I don’t know. I would love that. Let’s just say, I hope so.
What does your book contributes to the conversation about marriage that other books have not?
It’s not simply a how-to manual. Many Christian marriage books are “here’s how to work on your problems.” On the other hand, the book is not just theological on “here’s the biblical view of marriage.” The most recent and the best-selling Christian books on marriage from the last few years were either theological, polemical, or absolutely practical. This is a combination of those.
Most books I know on the subject recently have not been written by pastors; they’ve been written by counselors or theologians or people like that.
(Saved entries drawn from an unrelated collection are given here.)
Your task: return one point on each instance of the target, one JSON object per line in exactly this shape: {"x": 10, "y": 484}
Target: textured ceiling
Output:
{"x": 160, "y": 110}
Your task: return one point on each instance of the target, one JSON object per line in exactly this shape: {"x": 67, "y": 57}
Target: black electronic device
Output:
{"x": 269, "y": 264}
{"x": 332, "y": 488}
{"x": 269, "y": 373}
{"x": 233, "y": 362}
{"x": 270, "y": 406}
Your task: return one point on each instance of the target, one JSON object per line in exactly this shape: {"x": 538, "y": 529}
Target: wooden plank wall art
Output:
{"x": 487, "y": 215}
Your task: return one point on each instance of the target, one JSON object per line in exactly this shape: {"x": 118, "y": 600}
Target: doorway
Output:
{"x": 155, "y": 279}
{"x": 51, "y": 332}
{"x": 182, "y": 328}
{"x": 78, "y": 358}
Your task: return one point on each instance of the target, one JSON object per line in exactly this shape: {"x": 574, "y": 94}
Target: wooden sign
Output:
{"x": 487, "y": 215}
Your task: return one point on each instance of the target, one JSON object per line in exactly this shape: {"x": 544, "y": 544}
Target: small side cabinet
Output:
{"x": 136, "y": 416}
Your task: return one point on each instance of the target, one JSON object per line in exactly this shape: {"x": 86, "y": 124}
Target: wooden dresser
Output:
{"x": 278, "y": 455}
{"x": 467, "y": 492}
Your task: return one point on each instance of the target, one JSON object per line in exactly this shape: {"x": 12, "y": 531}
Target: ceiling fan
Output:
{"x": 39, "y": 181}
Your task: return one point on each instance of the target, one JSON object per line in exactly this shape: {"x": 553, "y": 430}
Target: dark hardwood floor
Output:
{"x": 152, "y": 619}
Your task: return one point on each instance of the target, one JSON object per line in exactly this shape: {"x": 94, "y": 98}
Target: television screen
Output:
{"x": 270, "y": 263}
This book was originally a series of sermons. When you preach, the sermon usually goes from the theological to the more polemical and into the practical.
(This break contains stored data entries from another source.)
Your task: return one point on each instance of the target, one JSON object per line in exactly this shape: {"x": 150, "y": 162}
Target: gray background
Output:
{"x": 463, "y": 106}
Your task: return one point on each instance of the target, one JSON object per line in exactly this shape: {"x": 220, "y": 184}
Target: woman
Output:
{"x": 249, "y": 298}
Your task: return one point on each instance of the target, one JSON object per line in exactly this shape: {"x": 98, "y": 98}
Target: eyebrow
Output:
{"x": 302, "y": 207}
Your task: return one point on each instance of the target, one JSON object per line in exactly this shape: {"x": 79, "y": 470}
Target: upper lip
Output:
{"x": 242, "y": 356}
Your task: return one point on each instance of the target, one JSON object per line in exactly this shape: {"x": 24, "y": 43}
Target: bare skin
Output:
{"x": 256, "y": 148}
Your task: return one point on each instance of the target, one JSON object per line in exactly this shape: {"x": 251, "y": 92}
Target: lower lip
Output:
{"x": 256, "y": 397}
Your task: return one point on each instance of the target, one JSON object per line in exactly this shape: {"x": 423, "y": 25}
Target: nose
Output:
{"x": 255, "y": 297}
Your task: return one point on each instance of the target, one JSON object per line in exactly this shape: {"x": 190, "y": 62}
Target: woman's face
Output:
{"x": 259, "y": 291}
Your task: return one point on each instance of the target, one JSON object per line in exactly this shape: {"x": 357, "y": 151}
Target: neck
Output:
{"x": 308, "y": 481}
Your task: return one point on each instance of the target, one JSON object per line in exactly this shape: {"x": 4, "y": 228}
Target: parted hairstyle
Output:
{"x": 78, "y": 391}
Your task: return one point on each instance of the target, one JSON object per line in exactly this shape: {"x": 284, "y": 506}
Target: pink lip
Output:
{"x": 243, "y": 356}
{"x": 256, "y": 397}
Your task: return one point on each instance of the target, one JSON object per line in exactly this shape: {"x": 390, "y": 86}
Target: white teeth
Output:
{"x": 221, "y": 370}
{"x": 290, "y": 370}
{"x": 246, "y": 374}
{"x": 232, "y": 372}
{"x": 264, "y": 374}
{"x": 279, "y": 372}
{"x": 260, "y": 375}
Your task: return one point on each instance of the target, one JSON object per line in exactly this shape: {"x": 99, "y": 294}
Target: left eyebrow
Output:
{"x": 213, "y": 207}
You suggest that the Bible’s teachings come “not only in well-stated propositions, but also through brilliant stories and moving poetry.” Has the contemporary church has been less effective in presenting good stories about marriage than in stating propositions?
I don’t know that I would say the church has been great at laying out rules, and I don’t think it’s actually been very practical. The theological tends to be propositions. The polemical tends to be arguments. The practical uses lots of stories to give you the gist of what a good marriage should be like. Somewhere in Mystery and Manners, Flannery O’Connor was asked to put the basic point of her short story in a nutshell. She said, ‘If I could put it in a nutshell, I wouldn’t have had to write the story.’
I believe she says a story can’t be paraphrased.
Yes, that’s right. I think what she means is a story gives you an excess of meaning that no proposition could possibly convey, or even a set of propositions. There’s meaning that comes with a narrative that is certainly somewhat propositional—you can put some of it into propositions—but the impact is greater.
On a practical level, the church doesn’t do a great job of giving people a vision for what God wants marriage to be. I actually think that’s a way that my book is somewhat different in that it’s almost as much for a non-married person as for a married person. I actually think, in the end, what is very practical for both singles and married people is they need to get a breathtaking vision for what marriage should be. I don’t know if the strictly theological, strictly polemical, and strictly practical books do that.
One of the paradoxes you talk about is how the commitment of marriage actually produces freedom: the freedom to be truly ourselves, the freedom to be fully known, the freedom to be there in the future for those we love and who love us. Why do you believe that the commitment of marriage is viewed as largely anything but freeing today?
Our culture pits the two against each other. The culture says you have to be free from any obligation to really be free.